Hello,
I am new to electronics. I tried using a generic integrator circuit I found on the Internet (attached circuit) to integrate a square wave input signal generated by a 555 time. I read lots about the theory of integrators and how practical circuits diverge from ideal op amps. Although I followed the rules, I just cannot get any ramp output at all. In fact the output (using LM358 op amp) is pretty much the same as the 555 input. I used a LM358 simply because my dual rail power supply had bust and LM358 can be used with single supply. I will upload my breadboard circuit ( I know they are not ideal) and some oscilloscope waveforms frist the input from the 555 and then the output from the LM358. I only used one of the two op amps on the LM358. I used a 10Meg resistor in parallel with the capacitor and the resistors on the inverting and non-inverting op amp inputs were both 4.7K ohms. I tried lots of capacitor values but the output did not change much and was nothing like the ramp of a triangular output that was expected. I used the criteria that the period of the input signal to the integrator should be greater than or at least equal to the product of the capacitor and resistor values and that a good choice (I read) for the resistor value from the non-inverting input to ground should be equal to the parallel combination of the other two resistors ( and the effect then of the large 10Meg resistor in parallel (i.e reciprocal) becomes negligible in value so I used 4.7K ohms for both the resistors and the 10Meg across the capacitor. To meet the other aforementioned criterion I selected a capacitor value of 10pF, although as mentioned I varied that over a large range of values with little effect. I sometimes in error make incorrect breadboard connections but everything seems ok. I would be grateful for any suggestions what is going wrong with my design. Its very frustrating that many designs of integrators on the Internet claim to work but the ones I have tried do not. I must be doing something very wrong.
Thank you for any help.

 

As a newbie you need to know that the language of electronic is schematics, so can't help you much without an exact schematic of the circuit your breadboarded.
I don't have the patience on inclination to try to figure out your circuit from your verbal description or a picture of that breadboard.

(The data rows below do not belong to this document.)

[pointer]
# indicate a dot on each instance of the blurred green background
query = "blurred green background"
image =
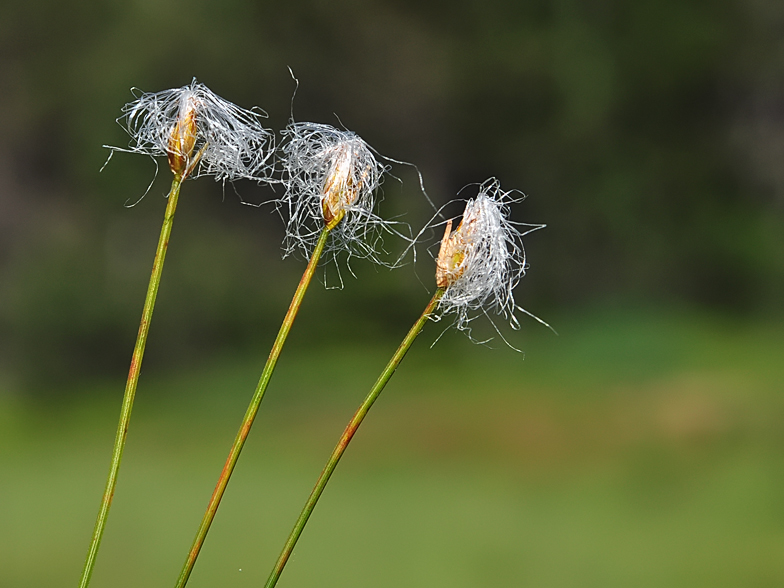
(642, 446)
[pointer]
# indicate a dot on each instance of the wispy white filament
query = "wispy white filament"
(320, 161)
(234, 142)
(493, 259)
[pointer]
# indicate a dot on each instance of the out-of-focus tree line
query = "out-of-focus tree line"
(648, 135)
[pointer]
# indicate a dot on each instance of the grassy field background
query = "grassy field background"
(639, 447)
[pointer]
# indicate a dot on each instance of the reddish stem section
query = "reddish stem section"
(346, 437)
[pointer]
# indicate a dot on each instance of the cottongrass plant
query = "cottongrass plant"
(200, 134)
(477, 267)
(330, 179)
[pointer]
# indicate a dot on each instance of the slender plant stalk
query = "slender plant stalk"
(253, 408)
(345, 439)
(133, 380)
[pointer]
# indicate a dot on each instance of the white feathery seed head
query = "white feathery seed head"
(200, 133)
(331, 178)
(480, 263)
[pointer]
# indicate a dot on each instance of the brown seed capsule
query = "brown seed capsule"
(341, 188)
(449, 265)
(182, 141)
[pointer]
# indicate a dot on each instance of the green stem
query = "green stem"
(133, 380)
(345, 439)
(250, 414)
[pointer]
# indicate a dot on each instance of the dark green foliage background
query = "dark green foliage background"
(645, 133)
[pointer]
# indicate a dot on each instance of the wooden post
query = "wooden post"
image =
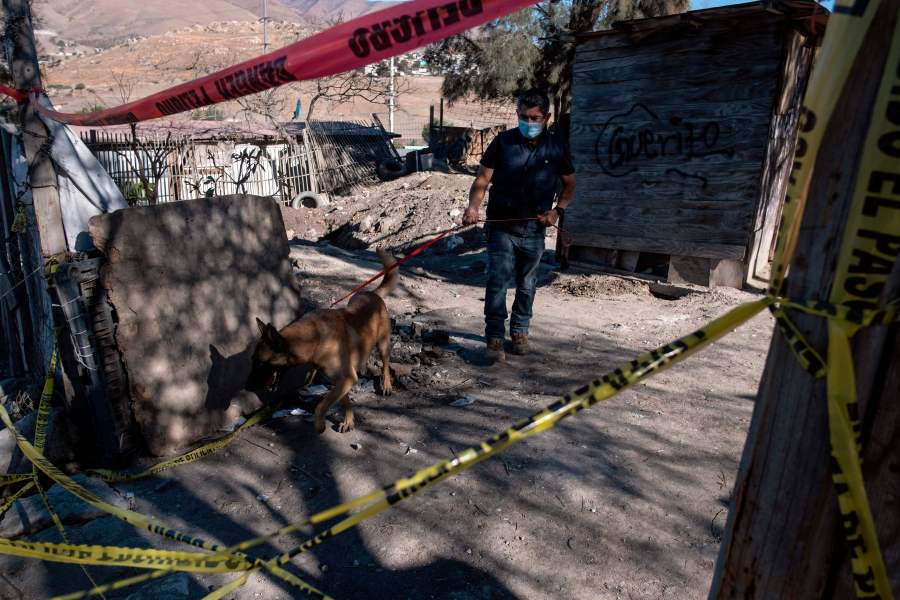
(784, 536)
(44, 186)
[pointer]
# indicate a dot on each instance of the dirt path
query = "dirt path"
(626, 500)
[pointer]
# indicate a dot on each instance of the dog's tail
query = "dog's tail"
(391, 278)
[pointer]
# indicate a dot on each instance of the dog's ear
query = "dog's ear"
(274, 339)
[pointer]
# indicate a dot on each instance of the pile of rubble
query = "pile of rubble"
(415, 351)
(398, 215)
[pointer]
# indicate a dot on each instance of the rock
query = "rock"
(463, 401)
(439, 337)
(401, 370)
(29, 515)
(453, 242)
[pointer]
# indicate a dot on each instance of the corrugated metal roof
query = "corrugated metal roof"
(801, 11)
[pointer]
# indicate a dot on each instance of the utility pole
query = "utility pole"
(265, 21)
(391, 93)
(42, 180)
(785, 536)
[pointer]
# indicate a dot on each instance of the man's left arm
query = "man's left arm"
(551, 217)
(565, 196)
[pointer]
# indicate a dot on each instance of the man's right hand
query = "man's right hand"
(470, 217)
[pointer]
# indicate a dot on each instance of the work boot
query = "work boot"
(494, 351)
(520, 343)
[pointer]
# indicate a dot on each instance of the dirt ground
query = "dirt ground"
(626, 500)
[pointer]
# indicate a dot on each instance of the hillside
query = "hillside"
(104, 23)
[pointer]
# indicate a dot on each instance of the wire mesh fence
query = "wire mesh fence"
(318, 156)
(414, 128)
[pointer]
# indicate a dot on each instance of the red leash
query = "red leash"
(425, 246)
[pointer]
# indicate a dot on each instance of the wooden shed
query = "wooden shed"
(682, 132)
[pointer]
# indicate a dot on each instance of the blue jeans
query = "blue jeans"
(511, 258)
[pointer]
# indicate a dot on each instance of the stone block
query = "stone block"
(187, 281)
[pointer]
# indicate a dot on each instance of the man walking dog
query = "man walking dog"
(525, 166)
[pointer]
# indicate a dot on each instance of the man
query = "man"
(525, 166)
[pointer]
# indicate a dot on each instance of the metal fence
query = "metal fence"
(413, 129)
(320, 156)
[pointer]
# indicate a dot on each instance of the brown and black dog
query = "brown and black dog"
(335, 341)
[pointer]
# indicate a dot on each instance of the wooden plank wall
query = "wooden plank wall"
(669, 135)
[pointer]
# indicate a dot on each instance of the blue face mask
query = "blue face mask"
(530, 130)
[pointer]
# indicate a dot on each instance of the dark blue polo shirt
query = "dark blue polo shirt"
(526, 178)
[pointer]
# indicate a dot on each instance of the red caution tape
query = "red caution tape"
(347, 46)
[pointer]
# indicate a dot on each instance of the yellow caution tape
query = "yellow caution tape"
(133, 518)
(584, 397)
(811, 361)
(11, 478)
(259, 416)
(212, 447)
(4, 506)
(869, 253)
(115, 556)
(846, 31)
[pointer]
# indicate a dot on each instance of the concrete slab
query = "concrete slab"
(187, 281)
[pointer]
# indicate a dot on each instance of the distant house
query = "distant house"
(682, 133)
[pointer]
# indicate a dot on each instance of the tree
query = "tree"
(346, 87)
(533, 47)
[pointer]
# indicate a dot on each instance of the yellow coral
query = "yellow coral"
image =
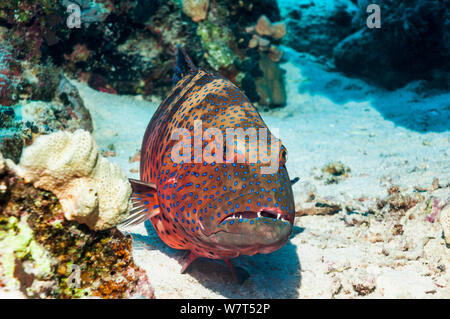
(91, 190)
(196, 9)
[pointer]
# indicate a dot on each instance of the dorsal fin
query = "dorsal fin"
(183, 66)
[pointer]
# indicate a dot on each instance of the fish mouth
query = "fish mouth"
(272, 213)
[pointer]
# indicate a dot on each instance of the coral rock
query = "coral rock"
(196, 9)
(265, 27)
(444, 219)
(43, 255)
(91, 190)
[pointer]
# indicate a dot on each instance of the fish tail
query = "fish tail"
(145, 203)
(183, 66)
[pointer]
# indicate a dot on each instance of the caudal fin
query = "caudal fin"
(184, 65)
(145, 203)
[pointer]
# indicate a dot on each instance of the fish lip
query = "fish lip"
(268, 212)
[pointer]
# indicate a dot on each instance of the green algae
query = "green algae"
(35, 236)
(16, 238)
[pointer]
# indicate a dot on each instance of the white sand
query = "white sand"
(329, 117)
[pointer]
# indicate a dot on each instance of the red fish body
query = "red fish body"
(215, 209)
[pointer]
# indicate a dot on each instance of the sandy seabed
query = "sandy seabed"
(386, 138)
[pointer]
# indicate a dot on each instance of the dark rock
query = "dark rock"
(411, 45)
(316, 26)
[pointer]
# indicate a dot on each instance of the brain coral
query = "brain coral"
(90, 189)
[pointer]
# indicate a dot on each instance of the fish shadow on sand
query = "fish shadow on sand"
(275, 275)
(406, 107)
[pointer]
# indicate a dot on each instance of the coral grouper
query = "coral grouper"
(209, 202)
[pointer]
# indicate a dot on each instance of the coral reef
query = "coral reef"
(46, 256)
(196, 9)
(444, 219)
(128, 48)
(412, 43)
(316, 26)
(35, 99)
(90, 189)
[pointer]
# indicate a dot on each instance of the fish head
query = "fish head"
(240, 206)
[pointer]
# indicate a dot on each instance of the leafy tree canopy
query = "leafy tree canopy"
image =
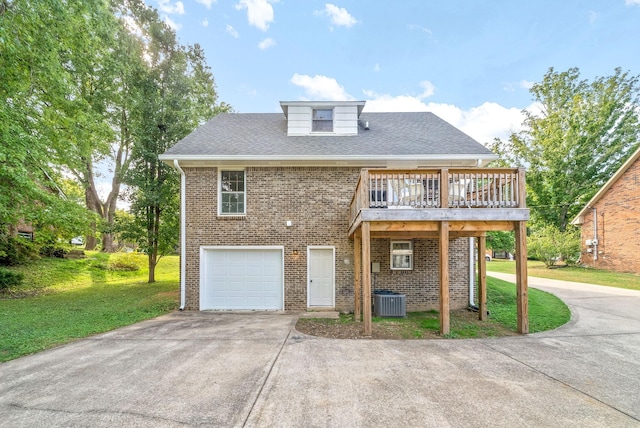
(575, 138)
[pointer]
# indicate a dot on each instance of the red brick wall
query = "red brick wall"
(618, 214)
(317, 201)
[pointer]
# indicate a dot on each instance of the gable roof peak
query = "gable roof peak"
(319, 104)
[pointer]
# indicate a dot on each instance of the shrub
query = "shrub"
(123, 261)
(16, 250)
(549, 245)
(51, 250)
(9, 278)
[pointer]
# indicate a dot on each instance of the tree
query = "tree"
(104, 67)
(177, 94)
(34, 98)
(580, 136)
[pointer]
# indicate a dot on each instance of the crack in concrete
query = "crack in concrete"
(97, 412)
(266, 378)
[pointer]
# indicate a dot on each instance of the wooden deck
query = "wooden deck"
(438, 204)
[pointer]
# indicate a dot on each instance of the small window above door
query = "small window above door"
(322, 120)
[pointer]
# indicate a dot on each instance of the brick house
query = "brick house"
(273, 204)
(610, 222)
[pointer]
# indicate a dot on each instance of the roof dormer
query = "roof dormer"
(322, 117)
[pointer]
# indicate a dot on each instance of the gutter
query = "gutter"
(183, 230)
(472, 275)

It may be that the integrator needs a longer time-constant to properly integrate the square-wave frequency of the 555 but that's only a WAG.

 

As a newbie you need to know that the language of electronic is schematics, so can't help you much without an exact schematic of the circuit your breadboarded.
I don't have the patience on inclination to try to figure out your circuit from your verbal description or a picture of that breadboard.

It may be that the integrator needs a longer time-constant to properly integrate the square-wave frequency of the 555 but that's only a WAG.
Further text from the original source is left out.